The Eerie Silence by Paul Davies (2010) is a popular science book which “explores the possibilities of intelligent extraterrestrial life, and its potential consequences” (Wikipedia).

The reading we were provided included the end of Chapter 6 “Evidence for a Galactic Diaspora” and the beginning of Chapter 7 “Alien Magic”.

At the end of chapter 6, Davies focuses on how ETI may be responsible for the lack of certain high-energy objects that have been predicted by theoretical physicists but have remained elusive. Most grand unified theories (models where the electromagnetic, strong and weak forces can merge at extremely high temperatures) require a magnetic monopole. These particles would have extremely high mass energies, so maybe ETI is scooping all of them up and annihilating them whenever it needs more energy. Don’t know what to do with that possibility, but I guess it could be true.

At the beginning of chapter 7, Davies talks about alien technology. It is possible that alien technology will be just that, alien. We may not be able to distinguish what it does or even that it is technology at all. Becuase of this, Davies wants technology to be known as “nature-plus”. Technology does now break the laws of nature, it simply arranges pieces of it together in a way to harness these laws to do a useful function (like break rocks, or in the case of art, inspire/express emotion). He suggests that we should avoid our own human biases in trying to think of what ETI may want/is capable of. That being said, the known laws of physics should be used as a basis, because without them, there is only speculation as to what ETI can do, which would be both endless and pointless.

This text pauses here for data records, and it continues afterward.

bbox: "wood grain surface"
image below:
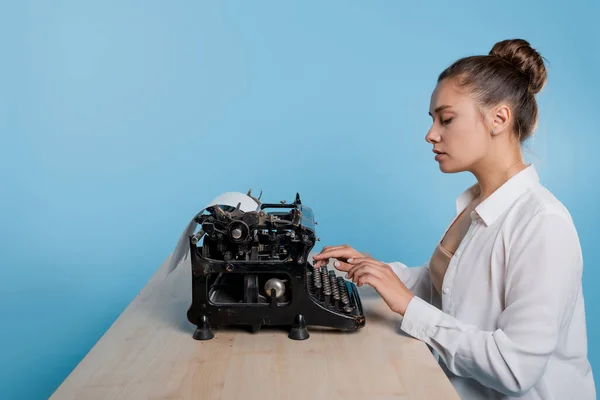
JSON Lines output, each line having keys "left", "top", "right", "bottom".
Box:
{"left": 50, "top": 253, "right": 459, "bottom": 400}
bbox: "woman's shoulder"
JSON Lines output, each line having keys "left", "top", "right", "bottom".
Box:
{"left": 504, "top": 182, "right": 584, "bottom": 277}
{"left": 508, "top": 182, "right": 581, "bottom": 249}
{"left": 524, "top": 182, "right": 574, "bottom": 223}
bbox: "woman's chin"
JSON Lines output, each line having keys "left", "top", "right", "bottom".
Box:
{"left": 438, "top": 160, "right": 460, "bottom": 173}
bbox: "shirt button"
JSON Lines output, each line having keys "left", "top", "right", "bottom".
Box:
{"left": 443, "top": 287, "right": 450, "bottom": 295}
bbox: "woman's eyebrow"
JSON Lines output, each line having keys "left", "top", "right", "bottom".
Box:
{"left": 428, "top": 104, "right": 453, "bottom": 117}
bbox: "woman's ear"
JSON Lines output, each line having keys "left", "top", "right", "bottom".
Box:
{"left": 490, "top": 104, "right": 511, "bottom": 136}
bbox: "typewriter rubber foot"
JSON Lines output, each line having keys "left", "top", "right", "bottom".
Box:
{"left": 192, "top": 315, "right": 214, "bottom": 340}
{"left": 288, "top": 314, "right": 309, "bottom": 340}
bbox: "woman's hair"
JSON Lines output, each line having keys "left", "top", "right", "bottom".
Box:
{"left": 438, "top": 38, "right": 547, "bottom": 142}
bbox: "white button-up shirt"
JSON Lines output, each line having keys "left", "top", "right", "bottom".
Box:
{"left": 389, "top": 165, "right": 596, "bottom": 399}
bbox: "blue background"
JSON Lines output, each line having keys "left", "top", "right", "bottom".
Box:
{"left": 2, "top": 1, "right": 598, "bottom": 398}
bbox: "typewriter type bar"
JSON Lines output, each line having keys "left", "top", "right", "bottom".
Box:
{"left": 186, "top": 192, "right": 366, "bottom": 340}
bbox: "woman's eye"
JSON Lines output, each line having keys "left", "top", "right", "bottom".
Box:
{"left": 442, "top": 117, "right": 453, "bottom": 125}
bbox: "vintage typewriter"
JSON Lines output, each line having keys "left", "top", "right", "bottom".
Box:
{"left": 184, "top": 190, "right": 365, "bottom": 340}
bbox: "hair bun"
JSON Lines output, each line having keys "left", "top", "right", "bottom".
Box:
{"left": 489, "top": 39, "right": 547, "bottom": 94}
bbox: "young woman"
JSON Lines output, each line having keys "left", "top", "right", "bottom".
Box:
{"left": 312, "top": 39, "right": 596, "bottom": 399}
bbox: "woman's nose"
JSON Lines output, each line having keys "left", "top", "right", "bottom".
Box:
{"left": 426, "top": 127, "right": 440, "bottom": 144}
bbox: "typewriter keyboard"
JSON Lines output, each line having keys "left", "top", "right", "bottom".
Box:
{"left": 306, "top": 264, "right": 356, "bottom": 313}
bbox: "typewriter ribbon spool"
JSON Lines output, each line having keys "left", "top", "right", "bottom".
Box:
{"left": 169, "top": 190, "right": 366, "bottom": 340}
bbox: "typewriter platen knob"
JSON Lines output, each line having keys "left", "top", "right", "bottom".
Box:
{"left": 265, "top": 278, "right": 285, "bottom": 298}
{"left": 231, "top": 228, "right": 243, "bottom": 239}
{"left": 227, "top": 220, "right": 249, "bottom": 243}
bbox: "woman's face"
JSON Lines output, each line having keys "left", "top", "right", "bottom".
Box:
{"left": 426, "top": 78, "right": 492, "bottom": 173}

That is a good point to keep in mind I think. It is hard to work in a field where you have only a limited idea of the capabilities and desires of what you are searching for (there might be a connection here to USA/USSR trying to figure each other out during the cold war, but even then they had a lot more information on each other than we have on ETI), but it is still important to not lose sight of reality. We may not like that we only know what we know now, but we just have to live with it and do the best we can. That’s all we can (and should) do.